Something weird is happening with LLMs and chess

1. chvid ◴[15 Nov 24 05:55 UTC] No.42144283[source]▶

Theory 5: GPT-3.5-instruct plays chess by calling a traditional chess engine.

replies(5): >>42144296 #>>42144326 #>>42144379 #>>42144517 #>>42156924 #

2. kylebenzle ◴[15 Nov 24 05:58 UTC] No.42144296[source]▶

Yes! I also was waiting for this seemingly obvious answer in the article as well. Hopefully the author will see these comments.

3. bubblyworld ◴[15 Nov 24 06:08 UTC] No.42144326[source]▶

>>42144283 (TP) #

Just think about the trade off from OpenAI's side here - they're going to add a bunch of complexity to gpt3.5 to let it call out to engines (either an external system monitoring all outputs for chess related stuff, or some kind of tool-assisted CoT for instance) just so it can play chess incorrectly a high percentage of the time, and even when it doesn't at a mere 1800ELO level? In return for some mentions in a few relatively obscure blog posts? Doesn't make any sense to me as an explanation.

replies(2): >>42144427 #>>42144614 #

4. pixiemaster ◴[15 Nov 24 06:21 UTC] No.42144379[source]▶

>>42144283 (TP) #

I have this hypothesis as well, that OpenAI added a lot of „classic“ algorithms and rules over time, (eg rules for filtering etc)

5. copperx ◴[15 Nov 24 06:37 UTC] No.42144427[source]▶

>>42144326 #

But there could be a simple explanation.

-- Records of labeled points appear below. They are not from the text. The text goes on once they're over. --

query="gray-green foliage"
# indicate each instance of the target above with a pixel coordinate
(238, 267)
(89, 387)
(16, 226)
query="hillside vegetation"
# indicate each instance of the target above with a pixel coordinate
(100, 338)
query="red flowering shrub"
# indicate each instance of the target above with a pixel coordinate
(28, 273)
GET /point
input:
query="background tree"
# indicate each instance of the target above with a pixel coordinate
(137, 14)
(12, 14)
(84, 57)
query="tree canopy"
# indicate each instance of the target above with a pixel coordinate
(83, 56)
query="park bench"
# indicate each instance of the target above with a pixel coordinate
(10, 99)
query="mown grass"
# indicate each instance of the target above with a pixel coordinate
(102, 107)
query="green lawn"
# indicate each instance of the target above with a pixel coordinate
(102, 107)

For example, they could have tested many "engines" when developing function calling and they just left them in there. They just happened to connect to a basic chess playing algorithm and nothing sophisticated.

Also, it makes a lot of sense if you expect people to play chess against the LLM, especially if you are later training future models on the chats.

replies(1): >>42144859 #

6. golol ◴[15 Nov 24 06:57 UTC] No.42144517[source]▶

>>42144283 (TP) #

Sorry this is just consiracy theorizing. I've tried jt with GPT-3.5-instruct myself in the OpenAI playeground where the model clearly does nothing but auto-regression. No function calling there whatsoever.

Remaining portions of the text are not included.